Chloroquine, a FDA-approved Drug, Prevents Zika Virus Infection and its Associated Congenital Microcephaly in Mice.

机构信息

Center for Systems Medicine, Institute of Basic Medical Sciences, Chinese Academy of Medical Sciences & Peking Union Medical College, Beijing 100005; Suzhou Institute of Systems Medicine, Suzhou, Jiangsu 215123, China; Department of Virology, State Key Laboratory of Pathogen and Biosecurity, Beijing Institute of Microbiology and Epidemiology, Beijing 100071, China.

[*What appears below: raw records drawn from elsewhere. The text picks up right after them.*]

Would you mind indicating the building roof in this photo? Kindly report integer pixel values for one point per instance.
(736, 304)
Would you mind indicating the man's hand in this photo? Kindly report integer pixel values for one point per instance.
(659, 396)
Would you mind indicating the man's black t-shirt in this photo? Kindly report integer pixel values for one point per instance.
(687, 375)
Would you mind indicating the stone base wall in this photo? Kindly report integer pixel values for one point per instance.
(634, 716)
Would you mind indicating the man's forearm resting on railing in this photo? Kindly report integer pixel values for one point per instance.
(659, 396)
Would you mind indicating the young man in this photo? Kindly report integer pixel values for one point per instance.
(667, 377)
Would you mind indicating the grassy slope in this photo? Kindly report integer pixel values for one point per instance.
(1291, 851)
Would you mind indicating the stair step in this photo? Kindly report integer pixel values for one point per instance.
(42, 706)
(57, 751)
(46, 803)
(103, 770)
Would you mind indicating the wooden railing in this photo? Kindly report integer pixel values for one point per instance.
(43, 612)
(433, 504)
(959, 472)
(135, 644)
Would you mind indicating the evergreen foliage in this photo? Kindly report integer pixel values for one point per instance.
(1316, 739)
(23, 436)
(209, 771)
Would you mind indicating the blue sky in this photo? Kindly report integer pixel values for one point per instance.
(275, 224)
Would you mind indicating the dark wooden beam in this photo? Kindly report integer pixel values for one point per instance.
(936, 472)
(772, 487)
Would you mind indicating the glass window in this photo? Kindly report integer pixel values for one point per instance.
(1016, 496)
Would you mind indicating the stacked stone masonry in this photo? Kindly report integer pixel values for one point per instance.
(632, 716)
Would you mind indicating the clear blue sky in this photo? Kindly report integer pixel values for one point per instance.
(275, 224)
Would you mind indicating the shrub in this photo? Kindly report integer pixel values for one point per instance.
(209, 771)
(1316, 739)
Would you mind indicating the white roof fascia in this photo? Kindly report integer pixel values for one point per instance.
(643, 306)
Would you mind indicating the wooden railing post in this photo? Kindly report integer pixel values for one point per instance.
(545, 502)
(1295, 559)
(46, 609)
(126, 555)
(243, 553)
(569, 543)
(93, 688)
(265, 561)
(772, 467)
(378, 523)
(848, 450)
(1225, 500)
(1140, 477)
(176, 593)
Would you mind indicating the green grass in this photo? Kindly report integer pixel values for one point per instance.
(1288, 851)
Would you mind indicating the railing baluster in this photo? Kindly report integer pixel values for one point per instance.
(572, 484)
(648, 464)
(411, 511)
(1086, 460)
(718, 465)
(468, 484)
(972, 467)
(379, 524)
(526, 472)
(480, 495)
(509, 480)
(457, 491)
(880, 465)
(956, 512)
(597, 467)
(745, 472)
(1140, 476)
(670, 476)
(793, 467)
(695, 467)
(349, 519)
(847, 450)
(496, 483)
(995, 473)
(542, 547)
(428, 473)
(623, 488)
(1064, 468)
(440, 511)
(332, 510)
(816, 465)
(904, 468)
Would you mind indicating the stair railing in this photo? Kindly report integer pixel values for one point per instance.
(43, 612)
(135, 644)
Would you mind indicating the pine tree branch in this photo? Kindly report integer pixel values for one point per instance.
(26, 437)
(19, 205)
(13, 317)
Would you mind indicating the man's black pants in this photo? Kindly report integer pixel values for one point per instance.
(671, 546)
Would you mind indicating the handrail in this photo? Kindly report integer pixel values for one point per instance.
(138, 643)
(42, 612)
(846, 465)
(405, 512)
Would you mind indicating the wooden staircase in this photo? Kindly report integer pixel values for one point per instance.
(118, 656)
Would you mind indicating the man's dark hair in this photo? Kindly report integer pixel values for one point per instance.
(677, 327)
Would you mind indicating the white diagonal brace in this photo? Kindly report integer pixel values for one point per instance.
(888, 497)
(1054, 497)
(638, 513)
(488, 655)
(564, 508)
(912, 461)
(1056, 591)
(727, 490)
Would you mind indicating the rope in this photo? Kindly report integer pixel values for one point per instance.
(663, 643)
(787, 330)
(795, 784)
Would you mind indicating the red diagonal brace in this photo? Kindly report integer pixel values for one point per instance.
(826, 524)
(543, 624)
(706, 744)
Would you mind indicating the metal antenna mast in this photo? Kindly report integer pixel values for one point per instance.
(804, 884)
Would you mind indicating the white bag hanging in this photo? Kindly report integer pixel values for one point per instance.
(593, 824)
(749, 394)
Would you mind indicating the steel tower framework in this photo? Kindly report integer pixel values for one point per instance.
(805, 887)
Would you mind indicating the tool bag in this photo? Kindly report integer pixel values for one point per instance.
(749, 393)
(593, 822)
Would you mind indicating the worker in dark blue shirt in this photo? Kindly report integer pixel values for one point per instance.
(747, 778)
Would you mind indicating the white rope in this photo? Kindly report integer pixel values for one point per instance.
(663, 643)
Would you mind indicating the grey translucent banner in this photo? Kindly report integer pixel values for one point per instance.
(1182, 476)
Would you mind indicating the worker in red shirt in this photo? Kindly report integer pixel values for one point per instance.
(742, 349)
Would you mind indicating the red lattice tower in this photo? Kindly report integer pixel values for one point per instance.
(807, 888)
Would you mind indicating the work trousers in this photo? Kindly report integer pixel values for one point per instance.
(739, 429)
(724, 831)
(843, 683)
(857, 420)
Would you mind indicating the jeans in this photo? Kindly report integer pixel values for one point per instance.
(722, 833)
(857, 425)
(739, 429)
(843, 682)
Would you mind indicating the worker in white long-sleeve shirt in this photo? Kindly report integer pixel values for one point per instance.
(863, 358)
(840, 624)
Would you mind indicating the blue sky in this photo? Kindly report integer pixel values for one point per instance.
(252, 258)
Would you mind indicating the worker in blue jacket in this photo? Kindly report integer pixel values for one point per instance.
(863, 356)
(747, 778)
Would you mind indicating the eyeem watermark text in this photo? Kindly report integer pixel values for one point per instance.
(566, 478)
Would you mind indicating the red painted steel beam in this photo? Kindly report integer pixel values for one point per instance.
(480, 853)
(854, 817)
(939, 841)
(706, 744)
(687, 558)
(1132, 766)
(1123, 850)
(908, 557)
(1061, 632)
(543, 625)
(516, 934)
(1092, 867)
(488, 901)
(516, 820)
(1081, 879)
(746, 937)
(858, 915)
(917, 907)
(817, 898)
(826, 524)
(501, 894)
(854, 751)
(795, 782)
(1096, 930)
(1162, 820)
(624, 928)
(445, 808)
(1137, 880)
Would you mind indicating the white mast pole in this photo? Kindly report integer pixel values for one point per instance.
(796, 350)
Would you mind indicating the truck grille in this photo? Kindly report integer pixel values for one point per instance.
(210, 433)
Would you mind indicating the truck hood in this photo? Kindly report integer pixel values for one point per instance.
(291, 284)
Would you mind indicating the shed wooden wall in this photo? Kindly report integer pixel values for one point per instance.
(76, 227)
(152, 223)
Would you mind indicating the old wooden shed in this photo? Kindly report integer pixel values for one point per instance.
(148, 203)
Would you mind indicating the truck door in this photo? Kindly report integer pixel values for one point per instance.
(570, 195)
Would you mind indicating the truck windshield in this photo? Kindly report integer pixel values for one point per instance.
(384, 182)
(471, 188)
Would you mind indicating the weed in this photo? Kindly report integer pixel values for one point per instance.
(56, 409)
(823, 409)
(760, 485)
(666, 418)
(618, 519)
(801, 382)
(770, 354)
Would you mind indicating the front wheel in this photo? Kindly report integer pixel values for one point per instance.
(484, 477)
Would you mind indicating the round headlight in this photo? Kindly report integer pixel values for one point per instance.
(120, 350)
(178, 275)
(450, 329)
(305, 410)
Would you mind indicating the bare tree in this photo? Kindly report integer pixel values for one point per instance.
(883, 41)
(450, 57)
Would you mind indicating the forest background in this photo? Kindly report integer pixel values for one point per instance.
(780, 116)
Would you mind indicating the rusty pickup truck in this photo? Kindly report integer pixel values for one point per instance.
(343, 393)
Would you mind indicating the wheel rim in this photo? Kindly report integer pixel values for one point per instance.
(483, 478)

State Key Laboratory of Molecular Developmental Biology, CAS Center for Excellence in Brain Science and Intelligence Technology, Institute of Genetics and Developmental Biology, Chinese Academy of Sciences, Beijing 100101, China.

出版信息

EBioMedicine. 2017 Oct;24:189-194. doi: 10.1016/j.ebiom.2017.09.034. Epub 2017 Sep 28.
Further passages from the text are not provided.